Since we looked at Automatic Data Processing last year, the company has indeed made a huge recovery, picking up two extra points. Solid revenue and free cash flow growth helped bring the company to the brink of a perfect score, although its valuation remains a bit too high to grab that elusive 10th point.
ADP shares the payroll and HR services industry with rival Paychex (Nasdaq: PAYX ) . ADP tends to focus on large corporations, while Paychex gravitates toward small businesses. So far, there's been room enough for both companies, as each has seen solid growth -- although ADP's growth has been faster.

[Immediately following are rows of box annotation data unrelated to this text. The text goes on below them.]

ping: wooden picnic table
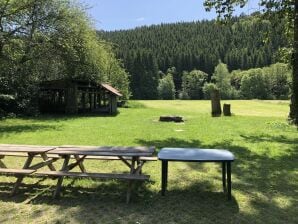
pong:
[0,144,58,194]
[0,144,155,203]
[44,146,155,203]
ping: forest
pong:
[0,0,129,117]
[97,14,291,99]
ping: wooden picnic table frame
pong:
[0,144,156,203]
[38,146,155,203]
[0,144,58,195]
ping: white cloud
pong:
[136,17,145,22]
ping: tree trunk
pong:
[223,104,231,116]
[289,0,298,125]
[211,90,221,117]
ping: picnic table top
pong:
[48,145,155,156]
[158,148,235,162]
[0,144,57,153]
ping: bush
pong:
[181,70,208,100]
[240,68,270,99]
[157,74,175,100]
[203,83,219,100]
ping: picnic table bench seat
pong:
[0,144,157,203]
[0,168,36,176]
[0,152,158,162]
[34,171,150,181]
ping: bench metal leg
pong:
[74,155,86,173]
[40,153,56,171]
[227,162,232,200]
[11,154,34,195]
[126,157,136,204]
[222,162,227,192]
[0,156,7,168]
[53,156,70,198]
[161,160,168,196]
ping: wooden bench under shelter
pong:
[38,79,122,114]
[0,144,157,203]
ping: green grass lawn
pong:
[0,101,298,223]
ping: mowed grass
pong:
[0,101,298,223]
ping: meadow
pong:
[0,100,298,223]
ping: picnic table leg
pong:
[126,156,136,204]
[161,160,168,196]
[53,156,70,198]
[40,153,56,171]
[11,153,34,195]
[0,155,7,168]
[227,162,232,200]
[222,162,227,192]
[74,155,86,173]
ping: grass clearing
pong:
[0,100,298,223]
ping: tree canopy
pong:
[0,0,129,113]
[204,0,298,122]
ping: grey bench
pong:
[158,148,235,200]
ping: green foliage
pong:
[157,73,176,100]
[263,63,291,99]
[180,70,208,99]
[98,16,287,99]
[212,61,237,99]
[204,0,298,125]
[203,83,219,100]
[0,100,298,224]
[240,68,270,99]
[0,0,129,114]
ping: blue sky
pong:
[80,0,259,30]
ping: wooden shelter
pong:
[39,79,122,114]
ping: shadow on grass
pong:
[0,178,239,223]
[0,135,298,223]
[0,124,60,137]
[137,135,298,223]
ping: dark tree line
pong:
[98,16,287,99]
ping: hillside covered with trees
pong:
[0,0,129,116]
[98,16,288,99]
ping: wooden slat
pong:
[51,145,155,154]
[0,144,56,153]
[34,171,150,180]
[48,150,152,157]
[0,152,157,161]
[0,168,35,175]
[30,158,58,170]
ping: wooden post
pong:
[89,92,92,111]
[93,92,97,109]
[65,83,78,114]
[223,104,231,116]
[211,90,221,117]
[82,92,86,112]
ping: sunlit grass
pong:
[0,100,298,223]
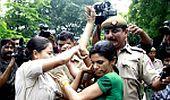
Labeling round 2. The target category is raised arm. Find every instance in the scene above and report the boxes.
[79,6,96,48]
[42,46,79,72]
[0,58,15,88]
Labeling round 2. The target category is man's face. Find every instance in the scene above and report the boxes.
[148,51,156,60]
[91,53,111,77]
[36,43,53,59]
[14,40,19,48]
[57,39,74,52]
[1,43,14,59]
[104,28,127,49]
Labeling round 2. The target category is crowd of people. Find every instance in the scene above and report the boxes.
[0,6,170,100]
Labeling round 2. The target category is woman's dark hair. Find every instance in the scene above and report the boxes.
[26,36,50,59]
[90,40,119,74]
[0,38,15,48]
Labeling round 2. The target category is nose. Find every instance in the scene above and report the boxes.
[93,63,99,70]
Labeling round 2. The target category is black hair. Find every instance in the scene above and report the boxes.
[90,40,119,74]
[57,31,74,41]
[26,36,51,59]
[0,38,15,48]
[90,40,117,61]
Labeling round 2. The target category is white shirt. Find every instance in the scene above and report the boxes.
[15,60,57,100]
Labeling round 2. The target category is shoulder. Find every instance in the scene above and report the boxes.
[130,46,146,54]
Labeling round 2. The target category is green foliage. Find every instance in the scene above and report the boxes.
[50,0,94,35]
[129,0,170,38]
[5,0,49,38]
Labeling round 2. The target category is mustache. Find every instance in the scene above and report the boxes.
[4,51,13,55]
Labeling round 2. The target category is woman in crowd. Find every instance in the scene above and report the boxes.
[56,40,123,100]
[15,36,79,100]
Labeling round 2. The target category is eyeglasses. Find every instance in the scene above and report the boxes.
[104,28,122,34]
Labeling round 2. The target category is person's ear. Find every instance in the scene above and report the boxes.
[32,50,39,59]
[111,58,117,65]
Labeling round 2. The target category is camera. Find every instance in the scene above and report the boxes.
[93,1,117,25]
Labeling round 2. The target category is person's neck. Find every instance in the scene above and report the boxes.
[116,41,126,52]
[0,56,11,61]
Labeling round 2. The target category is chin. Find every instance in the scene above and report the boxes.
[95,73,104,77]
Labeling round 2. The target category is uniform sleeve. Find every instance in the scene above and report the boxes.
[140,54,159,85]
[97,76,112,94]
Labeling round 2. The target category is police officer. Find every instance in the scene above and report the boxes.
[101,16,169,100]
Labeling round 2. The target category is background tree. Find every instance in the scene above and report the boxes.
[4,0,50,38]
[128,0,170,45]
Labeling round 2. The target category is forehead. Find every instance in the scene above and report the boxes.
[57,39,72,44]
[44,43,53,51]
[91,53,107,61]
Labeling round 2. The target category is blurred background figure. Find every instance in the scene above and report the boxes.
[0,39,18,100]
[148,47,163,73]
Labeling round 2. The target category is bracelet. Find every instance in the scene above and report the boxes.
[62,81,70,87]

But additional competition is starting to ramp up. Intuit (Nasdaq: INTU ) has traditionally provided tax and accounting software, but payroll is a natural expansion of its business. With its popular QuickBooks software, Intuit is more of a threat to Paychex than ADP at the moment, but Intuit certainly has the scale to appeal to larger employers in time. Also, Insperity (NYSE: NSP ) has had success focusing more on HR services, which carry higher margins in low-interest-rate environments like we've seen for several years.
For retirees and other conservative investors, ADP can't match Paychex on dividend yield, but its track record of significant boosts to its payout has no equal in the industry. With the only blemish on its record being a somewhat expensive share price, ADP deserves a close look for a spot in your retirement portfolio.
Finding exactly the right stock to retire with is a tough task, but it's not impossible. Searching for the best candidates will help improve your investing skills, and teach you how to separate the right stocks from the risky ones.